このように考えると、医師が適切な問診を尽さなかったために生じた接種対象者の死亡又は罹病という結果に対して、担当医師に「右結果を予見しえたものであるのに過誤により予見しなかつたものと推定する」という法理が適用可能となる局面は、担当医師を被使用者として、使用者である地方公共団体に対し不法行為責任を追求する場合であって、医師に対して不法行為責任を追求する場合に、同法理を適用して、担当医師の過失を肯定することには、本件最高裁の判例の射程は及んでいないと解すべきであろう(注1)。担当医師の責任に関しては、従来どおりの過失の立証が要求されるのであり、実施規則4条を根拠とした、予見可能性の推定は適用されないのである(注2)(注3)。

 

(注1)本件は、「集団接種の場合」についての判例であり、判決によれば「当該予防接種の実施主体であり、かつ、右医師の使用者である地方公共団体」が①から③の事実を「立証をしない限り、不法行為責任を免れないものというべきである。」と判示していることからすると、本件判例は集団訴訟の場合の予防接種を実施する医師には適用されないとの解釈が妥当であろう。

 

(注2)小野寺規夫「裁判実務大系17医療過誤訴訟法」650頁

 

本判決直後、「予防接種を現実に担当実施していた全国各地の医師会は、集団による予防接種の協力を中止する旨を声明し、それに他の地区医師会が同調した。各地の医師会のいう予防接種協力の中止の理由としては、当時の新聞報道によると、たとえば徳島県医師会は、『医師の問診を義務づけた最高裁の判断は、時間、経費、人手の面からみて事実上、実施は不可能だ。また、判断にいう問診の中身自体も不明確で医師の過失責任の免責範囲もあいまいであり、行政側がなんらかの対策を示すまで予防接種に協力できない。』とのべ、その他山形県医師会、北海道医師会、東京都医師会も同趣旨の理由を述べていた。」と紹介する。医師会側の示した理由は尤もであると考える。

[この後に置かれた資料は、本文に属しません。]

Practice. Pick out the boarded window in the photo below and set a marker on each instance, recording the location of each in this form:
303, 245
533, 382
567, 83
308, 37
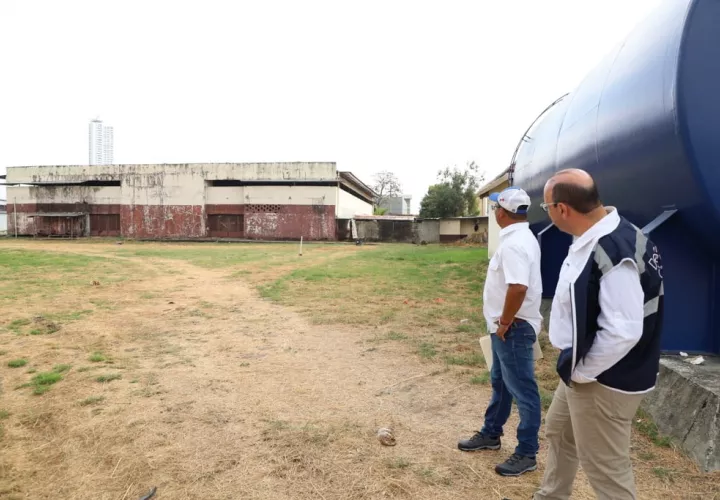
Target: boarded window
225, 226
104, 224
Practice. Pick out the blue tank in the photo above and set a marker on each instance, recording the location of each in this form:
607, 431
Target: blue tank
646, 124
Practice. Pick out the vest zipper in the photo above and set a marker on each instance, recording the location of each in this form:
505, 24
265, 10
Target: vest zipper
574, 315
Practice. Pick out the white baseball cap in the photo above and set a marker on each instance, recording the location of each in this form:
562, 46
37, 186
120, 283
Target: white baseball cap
512, 199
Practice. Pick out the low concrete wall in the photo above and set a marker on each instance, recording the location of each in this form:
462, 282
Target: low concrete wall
685, 405
427, 231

ただ、本件判決が、実施主体である地方公共団体に対する責任を問う場合の要件を定めたものであって、予防接種を担当する医師に対する過失を論じたものではないと理解する立場からは、医師会の理由は単なる危惧ではないかとの評価も可能だと思う。

 

(注3)第一審判決は、理由の二の2において、判示しているように、「従って、本件は、訴外田島において、訴外雄一に対し、体温測定、視診、聴診、打診を行っても、間質性肺炎および濾胞性大小腸炎の存在を推認しえず、従って予防接種をすればその結果として何らかの副作用を生ずるかも知れないことを認識しえなかった場合に属するのである。」としている。すなわち、予防接種を担当した医師に対する予見可能性を認めることができないことから、X側が予防接種の実施主体である地方公共団体に対して責任追及を行った事件であるから、本件判例の理論は、担当医師を想定していないと解されるのである。